Понять-то можно.
Всякого-разного люда здесь перебывало несметно – еще, поди, со времен того, сказывают, вовсе дикого Народа, которым ставлено на холме каменное подобие Велеса. Опять же, проезжие… Известно, дальний тяготный путь не всякому по здоровью да силам – иные из гостевых людей дорогою отходили к Навьим. И сородичи, опасаясь разорения последнего прибежища умерших (ведь снаряжая человека к предкам, для него не жалеют ни оружия, ни прикрас, ни разного прочего, на которое могут найтись охотники среди живых), всеми правдами и неправдами норовили упокоивать их близ святыни местных обитателей. Под Велесовой охороной, стал-быть.
Да, понять это можно, а только все равно глаза бы Мечниковы не глядели на здешнее безладное кладовище.
Как-то не по-людски, когда этак вот.
Неправильно.
Эх-хе-хе…
Кудеслав зажмурился и потряс головой, пытаясь отогнать досадные мысли.
Наверное, все же несправедлив он к здешним местам.
Вот когда он проплывал здесь в бытность свою урманским дружинником – не казались же ему тогда эти края и люди в чем-то уж очень отличными от иных виданных краев и людей! То есть отличий-то можно было бы выискать множество, но вовсе не виделись они в одном только черном свете. К примеру, в скандийском Эглефиорде рыбьими потрохами воняло не слабее, чем тут… Да и в родимом граде, бывало, отнюдь не вешними цветами попахивало…
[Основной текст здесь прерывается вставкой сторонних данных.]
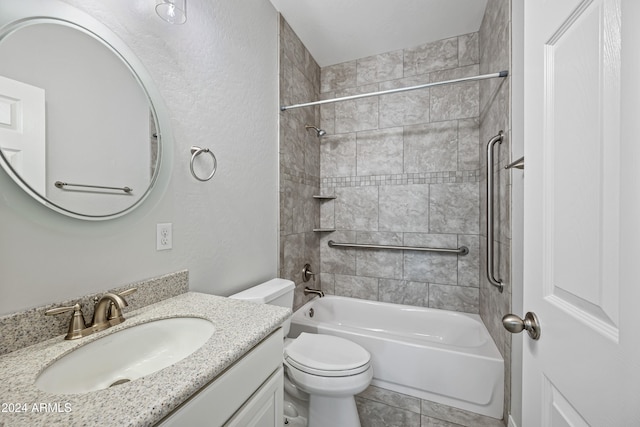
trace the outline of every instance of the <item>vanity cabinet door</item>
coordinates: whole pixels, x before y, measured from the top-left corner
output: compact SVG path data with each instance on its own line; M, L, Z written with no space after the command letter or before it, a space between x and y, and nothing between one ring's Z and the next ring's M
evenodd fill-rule
M225 427L282 426L283 378L284 369L281 367L225 424Z
M281 426L283 342L282 329L279 328L156 427L220 427L235 419L256 420L256 424L244 424L242 421L232 424L235 426ZM279 395L276 395L275 383L278 383ZM261 417L270 419L267 416L269 411L275 411L279 424L262 424Z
Что же теперь этак раздражает тебя, ты, приймак сварливого отщепенца?
То, что одна только Векша кличет тебя по-прежнему Кудеславом да Мечником? То, что ты стал приймаком? А разве в своей родимой общине ты был кем-то другим? Там тебя за глаза прозывали Урманом, здесь – в глаза – Вятичем… Велика ль разница? И что тебе за дело до этой разницы, если сам же ты не способен выразить ее не только в словах – в мыслях даже?
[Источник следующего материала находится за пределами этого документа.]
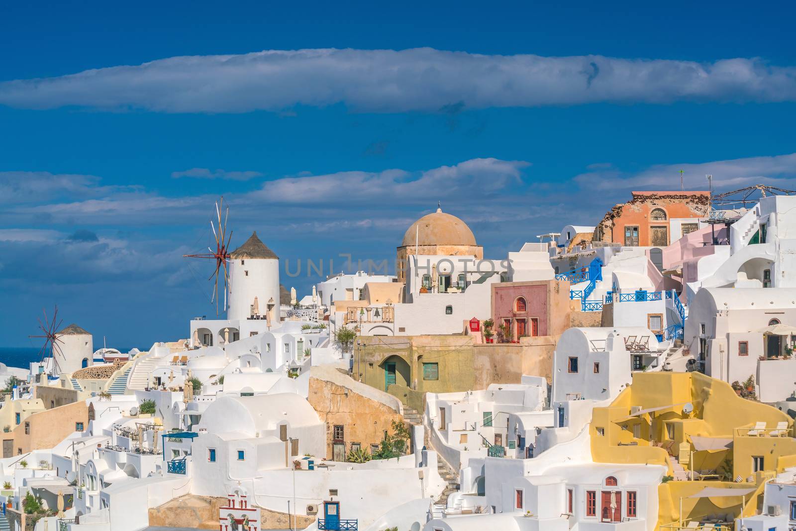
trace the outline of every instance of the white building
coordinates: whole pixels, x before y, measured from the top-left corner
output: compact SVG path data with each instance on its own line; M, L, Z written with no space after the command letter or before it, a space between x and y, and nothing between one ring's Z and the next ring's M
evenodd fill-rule
M763 402L796 390L796 288L700 289L692 301L684 344L708 376L750 377Z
Неужели приятнее быть чужим в собственном роду да в отцовой избе, нежели чужим же оказаться в невесть каких краях?
Да, ты, зрелый… ладно, что там себя самого обманывать – уже подстарковатый мужик, по-прежнему не имеешь своего угла, хозяйства, достатка…
Но ведь по-прежнему же!
Ведь ты ничего не потерял, и теперь, в отличие от прежней твоей обездоленности, у тебя есть Векша… И боги не ухитили твою воинскую сноровку, хоть в здешних местах она, похоже, без надобности…
Без надобности…
Эге, не в этом ли дело?
Не видимой ли мирностью своею постылы тебе приильменские грады да Междуградье? Не тем ли, что единственное уменье твое, в котором мало встречалось тебе равных и лучших, здесь именно что без надобности?
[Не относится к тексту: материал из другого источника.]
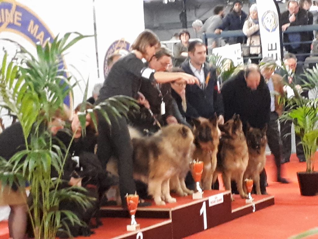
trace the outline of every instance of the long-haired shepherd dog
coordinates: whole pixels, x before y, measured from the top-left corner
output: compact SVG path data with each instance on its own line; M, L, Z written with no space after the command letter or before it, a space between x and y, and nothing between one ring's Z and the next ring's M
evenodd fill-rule
M194 159L203 161L201 182L204 189L211 190L217 166L217 155L221 137L216 115L209 119L199 117L193 120L196 149Z
M265 149L267 143L267 124L262 129L253 128L248 123L247 124L246 141L248 148L249 160L243 178L250 178L253 179L257 194L261 194L259 174L264 169L266 161ZM246 192L245 184L243 187Z
M142 179L142 177L136 177L139 174L147 177L148 193L156 204L176 201L170 195L171 178L177 182L175 189L177 192L183 191L184 195L192 192L184 183L194 148L194 137L190 128L179 124L171 125L151 136L135 138L131 134L131 137L134 146L134 177Z
M248 152L239 116L234 114L232 119L219 127L222 134L213 183L216 180L218 172L221 172L225 189L232 192L231 180L234 180L241 197L247 198L247 195L243 190L243 176L248 163ZM231 199L233 200L232 194Z

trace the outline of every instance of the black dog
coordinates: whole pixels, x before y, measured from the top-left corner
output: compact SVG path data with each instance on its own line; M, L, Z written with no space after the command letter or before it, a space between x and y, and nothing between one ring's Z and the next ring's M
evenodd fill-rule
M69 210L75 214L80 220L86 224L83 226L72 225L69 220L65 218L70 232L73 236L88 236L93 232L92 228L96 228L102 225L99 213L100 199L112 186L118 185L118 177L103 170L99 160L95 155L83 152L79 156L80 166L72 174L74 177L82 178L82 186L87 190L86 195L94 200L91 200L91 206L84 210L79 205L70 200L65 200L60 203L60 210ZM91 223L91 220L95 218L95 225ZM68 237L66 228L63 227L57 234L61 238Z

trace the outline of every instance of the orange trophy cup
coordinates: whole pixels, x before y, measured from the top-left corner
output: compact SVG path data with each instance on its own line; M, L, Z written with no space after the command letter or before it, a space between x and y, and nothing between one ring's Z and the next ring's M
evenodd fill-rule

И значит, прав сварливец Горюта, обзывая тебя никчемным да недоладным, – прав, хоть наверняка сам не способен уразуметь, в чем именно его правота…
Э, брось! Такие помыслы всего лишь род хворости, взращенной затяжным осенним ненастьем. Да только ли ненастьем? И только ль осенним?
Он попытался вспомнить, когда в последний раз был по-настоящему счастлив. Пожалуй, только в самом-самом начале пути из вятских угодий сюда, когда позади уже осталось все – уговоры, упреки, глаза Белоконя, в которых дико мешались виноватость и откровенная злая издевка, вынимающее душу прощание с названым отцом, с очагом родительским…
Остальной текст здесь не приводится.